In the technical study of easel paintings, there is a long tradition of using a variety of imaging techniques to reveal a range of information to further understanding of the artworks.
The imaging techniques used range from visible images taken under different lighting conditions or magnifications, images taken using different forms of radiation e.g. infrared reflectograms and X-radiographs, to images derived from datacubes generated using new spectroscopic imaging techniques such as macro X-ray fluorescence scanning (MA-XRF) and hyperspectral imaging (his).

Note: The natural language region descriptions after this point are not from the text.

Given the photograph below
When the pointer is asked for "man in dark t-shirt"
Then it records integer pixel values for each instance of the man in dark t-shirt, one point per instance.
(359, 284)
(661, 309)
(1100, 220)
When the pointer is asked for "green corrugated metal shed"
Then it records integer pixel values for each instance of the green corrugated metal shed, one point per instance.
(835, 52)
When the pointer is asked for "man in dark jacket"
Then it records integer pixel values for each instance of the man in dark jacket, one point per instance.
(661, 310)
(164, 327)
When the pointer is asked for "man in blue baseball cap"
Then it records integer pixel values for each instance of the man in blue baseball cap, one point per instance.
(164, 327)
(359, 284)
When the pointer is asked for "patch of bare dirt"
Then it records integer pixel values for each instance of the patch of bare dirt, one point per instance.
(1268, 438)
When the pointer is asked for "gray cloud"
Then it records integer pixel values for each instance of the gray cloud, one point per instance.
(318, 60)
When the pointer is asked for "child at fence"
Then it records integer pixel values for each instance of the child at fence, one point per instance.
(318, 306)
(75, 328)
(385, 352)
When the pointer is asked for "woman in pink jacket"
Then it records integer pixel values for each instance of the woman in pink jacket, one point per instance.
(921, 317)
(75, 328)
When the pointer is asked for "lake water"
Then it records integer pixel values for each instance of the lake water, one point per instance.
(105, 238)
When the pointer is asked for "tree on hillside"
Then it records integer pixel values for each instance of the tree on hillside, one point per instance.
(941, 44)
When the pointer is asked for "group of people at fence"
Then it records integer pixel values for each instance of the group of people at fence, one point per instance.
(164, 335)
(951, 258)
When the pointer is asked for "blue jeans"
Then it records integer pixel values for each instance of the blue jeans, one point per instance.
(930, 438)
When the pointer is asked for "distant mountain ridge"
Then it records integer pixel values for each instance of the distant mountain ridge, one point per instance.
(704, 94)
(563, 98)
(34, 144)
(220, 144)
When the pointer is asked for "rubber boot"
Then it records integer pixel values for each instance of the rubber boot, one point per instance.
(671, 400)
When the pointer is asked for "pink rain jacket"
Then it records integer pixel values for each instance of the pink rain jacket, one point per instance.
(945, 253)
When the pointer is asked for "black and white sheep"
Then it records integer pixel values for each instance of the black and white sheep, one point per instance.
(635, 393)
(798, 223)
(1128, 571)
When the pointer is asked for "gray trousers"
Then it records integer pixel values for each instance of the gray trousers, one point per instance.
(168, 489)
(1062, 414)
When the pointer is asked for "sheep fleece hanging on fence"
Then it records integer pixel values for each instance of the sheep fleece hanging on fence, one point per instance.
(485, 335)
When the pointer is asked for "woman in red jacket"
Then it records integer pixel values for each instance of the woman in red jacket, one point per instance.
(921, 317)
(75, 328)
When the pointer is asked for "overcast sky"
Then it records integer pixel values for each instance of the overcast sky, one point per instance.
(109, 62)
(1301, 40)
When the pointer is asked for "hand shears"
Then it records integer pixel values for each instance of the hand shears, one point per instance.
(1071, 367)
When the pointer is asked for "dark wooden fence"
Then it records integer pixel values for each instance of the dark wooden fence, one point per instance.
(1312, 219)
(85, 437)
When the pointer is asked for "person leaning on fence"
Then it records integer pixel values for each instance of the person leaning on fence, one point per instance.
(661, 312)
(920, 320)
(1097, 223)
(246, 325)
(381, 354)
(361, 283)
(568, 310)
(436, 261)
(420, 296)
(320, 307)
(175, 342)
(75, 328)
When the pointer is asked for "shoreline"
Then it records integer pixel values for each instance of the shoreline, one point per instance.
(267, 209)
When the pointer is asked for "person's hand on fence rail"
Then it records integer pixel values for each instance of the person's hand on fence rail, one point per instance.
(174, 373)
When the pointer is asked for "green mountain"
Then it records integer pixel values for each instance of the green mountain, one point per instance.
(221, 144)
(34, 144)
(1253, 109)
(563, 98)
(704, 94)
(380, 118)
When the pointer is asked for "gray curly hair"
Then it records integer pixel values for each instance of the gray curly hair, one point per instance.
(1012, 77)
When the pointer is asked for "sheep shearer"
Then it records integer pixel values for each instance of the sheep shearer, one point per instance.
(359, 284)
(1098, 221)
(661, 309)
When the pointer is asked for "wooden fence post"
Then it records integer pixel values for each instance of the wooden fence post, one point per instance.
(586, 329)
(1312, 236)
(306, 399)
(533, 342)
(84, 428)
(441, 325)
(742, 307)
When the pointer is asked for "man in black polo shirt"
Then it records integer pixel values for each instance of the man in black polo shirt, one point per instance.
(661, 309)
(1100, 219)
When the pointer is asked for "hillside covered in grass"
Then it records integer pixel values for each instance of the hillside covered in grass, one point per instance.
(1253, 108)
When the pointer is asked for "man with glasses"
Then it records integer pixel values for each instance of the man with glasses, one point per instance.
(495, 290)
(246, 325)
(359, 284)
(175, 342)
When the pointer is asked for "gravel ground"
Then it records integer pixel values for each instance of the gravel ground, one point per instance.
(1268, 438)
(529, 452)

However, in order to extract as much information as possible from these often very large images (or datasets) – whether by visual inspection or using advanced signal processing approaches – an essential first step is to accurately align the images. In image processing, the task of matching images taken, for example, at different times, from different sensors, or from different viewpoints, is known as registration. Image registration is not a problem unique to the cultural heritage sector but is also an issue in medical imaging, remote sensing, computer vision, etc. but becomes more relevant and difficult to address when trying to register multimodal images, that is images collected with different imaging techniques.
This project aims to facilitate the processing and interpretation of multimodal datasets from paintings by developing new registration methods that can automatically extract features common to different modalities and which are resilient to variation in spatial resolution as well as other form of inconsistencies and to use them for rigid or semi-rigid registration.